Он отдал принесенное лекарство и, переодев плащ, вновь поспешил на улицу. Когда спустя несколько минут он вернулся, Руфинита сказала ему с тревогой:
— Папа, папа, что с тобой творится?.. Ты без шляпы? И куда делся плащ?
— Ах, доченька, — сокрушенно и тихо проговорил скряга, — тебе не понять истинной доброты и милосердия… Ты вот о плаще спрашиваешь… Жалко, что ты не видела… Я отдал его бедному старику, полураздетому и умирающему от холода. Вот я какой: уж если пожалею бедняка, то не на шутку. Иной раз покажется, будто я жесток, но ведь сердце-то у меня доброе… Вижу, ты встревожилась. Ну, много ли стоит жалкий кусок сукна?
— А плащ был новый?
— Нет, старый… А теперь, поверишь ли, даже совесть меня грызет: почему я не отдал ему новый… И еще меня беспокоит, зачем я тебе рассказал. Доброму делу слава не нужна.
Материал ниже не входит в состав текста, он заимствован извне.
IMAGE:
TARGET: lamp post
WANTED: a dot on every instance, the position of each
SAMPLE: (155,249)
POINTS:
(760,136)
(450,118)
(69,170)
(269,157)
Тем разговор и кончился: более важные дела отвлекли обоих. Измученная Руфина падала от усталости: она не спала уже четверо суток и лишь усилием воли держалась на ногах, мужественная, заботливая и нежная, как сестра милосердия. Наняли сиделку, и девушка смогла немного отдохнуть. Вечерами помочь в хозяйственных заботах приходила старушка ветошница, собиравшая тряпье и скудные съестные отбросы ab initio [164] С самого начала ( лат. ).
с того дня, как поженились Торквемада и донья Сильвия (еще раньше она занималась тем, же в доме родителей доньи Сильвии). Звали ее, не знаю почему, тетушка Рома; я думаю, это искаженное Херонима. Она была так стара и безобразна, что лицо ее походило на клубок паутины, пересыпанный золой. Бугристый нос расплылся, круглый беззубый рот тонул в окружавших его морщинах, мутные рыбьи глазки чуть светились под слезящимися веками, красными, как перец. На ней была рваная кофта и заплатанная юбка, подаренная еще матерью доньи Сильвии. Старуха всей душой привязалась к дому, где долгие годы ежедневно собирала мусор. Она питала глубокое уважение к донье Сильвии, которая только ей отдавала кости, хлебные корки и обрезки мяса. Тетушка Рома нежно любила детей, а перед Валентином преклонялась с каким-то суеверным обожанием. Когда мальчик тяжко занемог, она объяснила болезнь тем, что «в голове у него лопнул талант». Бедная старуха потеряла покой: утром и вечером справлялась она о Валентине, пробиралась в его спальню и подолгу молча сидела у постели мальчика, не сводя с него глаз, из которых по дряблым пергаментным щекам непрестанно катились слезы.